January brought its own heartache and, conversely, sense of renewal. For reasons I cannot explain, I felt a sudden surge of passion for my studies. I was excited to learn again! I was grateful for my education and the bounty of opportunities it seemed to bring with it.. But this was the only sun that shone on my wintery landscape of a life for a while and it was the kind of sunshine that made everything brighter harsher sharper. Like an image that is too much in focus. We got a letter--it is the kind of letter one dreads to receive but half-heartedly expects to hear any day now. My grandfather, who had been poor in health for several years passed away in the southlands. The letter didn't bring the tears one expects to feel in grief, instead, an icy numbness, the way snow fall muffles sound, this iciness muffled pain. I felt nothing. I dared myself not to think about what would never be. Willed my mind to ignore the reality. Don't succumb to the pain. During that time, I became very ill, bedridden for two weeks. It was one of the most miserable times I have faced in many years. Helpless. Hopeless. Hurting. And terribly terribly...bored.
In my feverish dreams, an angel from heaven came down. She whispered encouraging things in my ear and waited beside me. I told the angel everything. I poured out my heart to her, desperate for someone to reach out. There were times when silence fell over the room, but it was the most peaceful silence there is. I used to be somewhat afraid of the silence, always compelled to fill it. But I am learning more and more how to be at peace with it. It has been a wonderful journey of self discovery. The angel stayed with me five days. I was sorry to see her leave, ascending into heaven, but I hold on to the hope that I will see her again someday.
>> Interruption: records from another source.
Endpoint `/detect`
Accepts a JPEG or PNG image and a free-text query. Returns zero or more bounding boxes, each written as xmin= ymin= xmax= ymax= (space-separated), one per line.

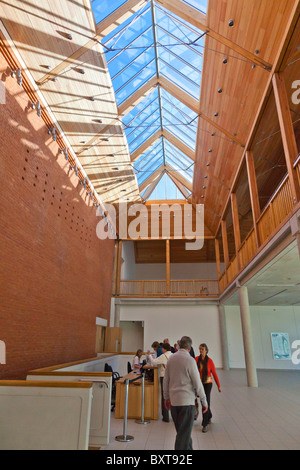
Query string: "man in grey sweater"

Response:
xmin=163 ymin=336 xmax=208 ymax=450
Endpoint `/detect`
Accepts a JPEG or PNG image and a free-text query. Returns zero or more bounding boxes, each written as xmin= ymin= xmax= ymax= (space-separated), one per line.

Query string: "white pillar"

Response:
xmin=238 ymin=286 xmax=257 ymax=387
xmin=297 ymin=233 xmax=300 ymax=258
xmin=290 ymin=211 xmax=300 ymax=257
xmin=219 ymin=304 xmax=230 ymax=370
xmin=114 ymin=303 xmax=120 ymax=328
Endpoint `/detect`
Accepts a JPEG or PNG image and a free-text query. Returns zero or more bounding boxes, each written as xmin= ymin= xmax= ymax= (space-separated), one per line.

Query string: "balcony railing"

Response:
xmin=120 ymin=279 xmax=219 ymax=298
xmin=219 ymin=171 xmax=300 ymax=293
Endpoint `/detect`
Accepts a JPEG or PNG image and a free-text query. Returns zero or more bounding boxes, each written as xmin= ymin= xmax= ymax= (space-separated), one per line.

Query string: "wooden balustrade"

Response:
xmin=120 ymin=279 xmax=219 ymax=298
xmin=219 ymin=173 xmax=300 ymax=293
xmin=257 ymin=176 xmax=294 ymax=244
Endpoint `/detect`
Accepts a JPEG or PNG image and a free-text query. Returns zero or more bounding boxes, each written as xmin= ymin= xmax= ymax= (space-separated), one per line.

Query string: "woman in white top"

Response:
xmin=147 ymin=343 xmax=172 ymax=423
xmin=132 ymin=349 xmax=143 ymax=372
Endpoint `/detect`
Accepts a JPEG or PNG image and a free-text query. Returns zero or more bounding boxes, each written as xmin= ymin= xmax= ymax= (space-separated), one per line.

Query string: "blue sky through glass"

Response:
xmin=92 ymin=0 xmax=126 ymax=24
xmin=92 ymin=0 xmax=202 ymax=199
xmin=183 ymin=0 xmax=207 ymax=14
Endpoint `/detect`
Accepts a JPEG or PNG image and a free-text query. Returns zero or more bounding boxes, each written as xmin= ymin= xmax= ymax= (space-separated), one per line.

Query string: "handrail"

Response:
xmin=256 ymin=174 xmax=289 ymax=223
xmin=119 ymin=279 xmax=219 ymax=297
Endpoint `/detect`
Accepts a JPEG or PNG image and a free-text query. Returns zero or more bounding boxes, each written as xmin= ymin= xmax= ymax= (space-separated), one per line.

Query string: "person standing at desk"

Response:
xmin=195 ymin=343 xmax=221 ymax=432
xmin=164 ymin=336 xmax=208 ymax=450
xmin=147 ymin=343 xmax=172 ymax=423
xmin=132 ymin=349 xmax=143 ymax=372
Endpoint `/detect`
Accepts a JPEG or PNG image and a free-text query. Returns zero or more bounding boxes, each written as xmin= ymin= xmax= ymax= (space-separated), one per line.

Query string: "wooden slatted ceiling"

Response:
xmin=193 ymin=0 xmax=293 ymax=233
xmin=0 ymin=0 xmax=298 ymax=250
xmin=0 ymin=0 xmax=140 ymax=206
xmin=134 ymin=239 xmax=216 ymax=264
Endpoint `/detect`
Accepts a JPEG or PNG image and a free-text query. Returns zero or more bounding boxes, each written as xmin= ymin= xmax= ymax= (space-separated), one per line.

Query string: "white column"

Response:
xmin=219 ymin=304 xmax=230 ymax=370
xmin=238 ymin=286 xmax=258 ymax=387
xmin=114 ymin=303 xmax=120 ymax=328
xmin=290 ymin=211 xmax=300 ymax=257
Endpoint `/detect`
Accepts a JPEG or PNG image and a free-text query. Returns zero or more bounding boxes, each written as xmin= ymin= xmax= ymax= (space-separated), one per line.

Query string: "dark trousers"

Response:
xmin=202 ymin=383 xmax=212 ymax=426
xmin=160 ymin=377 xmax=170 ymax=421
xmin=171 ymin=405 xmax=195 ymax=450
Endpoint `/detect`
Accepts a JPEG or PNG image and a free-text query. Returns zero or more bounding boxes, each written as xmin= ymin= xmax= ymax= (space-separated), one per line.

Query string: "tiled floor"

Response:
xmin=102 ymin=369 xmax=300 ymax=451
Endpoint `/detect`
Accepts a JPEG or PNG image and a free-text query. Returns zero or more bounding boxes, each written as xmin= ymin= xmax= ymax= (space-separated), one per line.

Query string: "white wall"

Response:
xmin=225 ymin=306 xmax=300 ymax=370
xmin=120 ymin=321 xmax=144 ymax=352
xmin=120 ymin=299 xmax=223 ymax=367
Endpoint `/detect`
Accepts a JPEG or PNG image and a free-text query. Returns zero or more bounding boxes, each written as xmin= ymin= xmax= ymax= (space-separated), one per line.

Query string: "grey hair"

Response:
xmin=179 ymin=336 xmax=192 ymax=349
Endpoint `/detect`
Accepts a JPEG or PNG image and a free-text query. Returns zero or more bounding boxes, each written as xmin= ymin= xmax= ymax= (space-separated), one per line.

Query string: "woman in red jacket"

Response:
xmin=195 ymin=343 xmax=221 ymax=432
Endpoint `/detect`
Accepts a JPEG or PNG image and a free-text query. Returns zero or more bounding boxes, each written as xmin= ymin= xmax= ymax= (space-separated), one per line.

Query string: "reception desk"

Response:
xmin=115 ymin=366 xmax=159 ymax=420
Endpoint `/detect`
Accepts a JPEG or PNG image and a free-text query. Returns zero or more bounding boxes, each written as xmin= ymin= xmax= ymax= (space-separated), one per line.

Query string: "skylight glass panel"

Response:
xmin=148 ymin=173 xmax=184 ymax=201
xmin=92 ymin=0 xmax=126 ymax=24
xmin=123 ymin=89 xmax=161 ymax=153
xmin=103 ymin=2 xmax=156 ymax=105
xmin=133 ymin=139 xmax=164 ymax=185
xmin=156 ymin=7 xmax=204 ymax=99
xmin=165 ymin=139 xmax=194 ymax=183
xmin=183 ymin=0 xmax=207 ymax=14
xmin=161 ymin=86 xmax=198 ymax=150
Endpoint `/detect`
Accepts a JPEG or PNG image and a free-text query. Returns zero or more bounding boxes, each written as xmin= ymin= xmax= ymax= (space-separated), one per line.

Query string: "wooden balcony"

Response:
xmin=219 ymin=173 xmax=300 ymax=294
xmin=119 ymin=279 xmax=219 ymax=299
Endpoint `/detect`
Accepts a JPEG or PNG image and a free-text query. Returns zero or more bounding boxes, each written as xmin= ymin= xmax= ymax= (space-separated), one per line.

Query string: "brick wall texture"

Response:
xmin=0 ymin=53 xmax=114 ymax=379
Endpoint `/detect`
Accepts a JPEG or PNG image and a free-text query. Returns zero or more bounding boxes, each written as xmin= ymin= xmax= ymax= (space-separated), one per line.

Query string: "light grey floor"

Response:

I am well now and everything has been put to rights. Every now and then, my heart still burns with the pain of death. The pain of ending. The pain of closing a final chapter. And I cry out to God, asking Him, "Can you hear this? Can you HEAR this? The sound my heart makes?" I am sure He can, though it does not take away the anguish. But, as the weather warms up, so does my heart until the pain that was there turns into only a memory. Everything will be better once the snow fully melts and when the sun shines, the world will no longer seem so sharp and overly in focus. But rather, it will appear blissfully perfect and this dark time will only be remembered with a very small sigh.
To Be Continued...
I hope you have seen the threads of my life intermixed with imaginary settings throughout this story: among them, my experience with NaNoWriMo, my flagging motivation toward academics that I hit this winter, Grandpa Terry's passing, a wicked sinus and throat infection, and some quality time with a good friend. Times have certainly been tough, but I am learning to be grateful and see the beauty on the other side. More to come.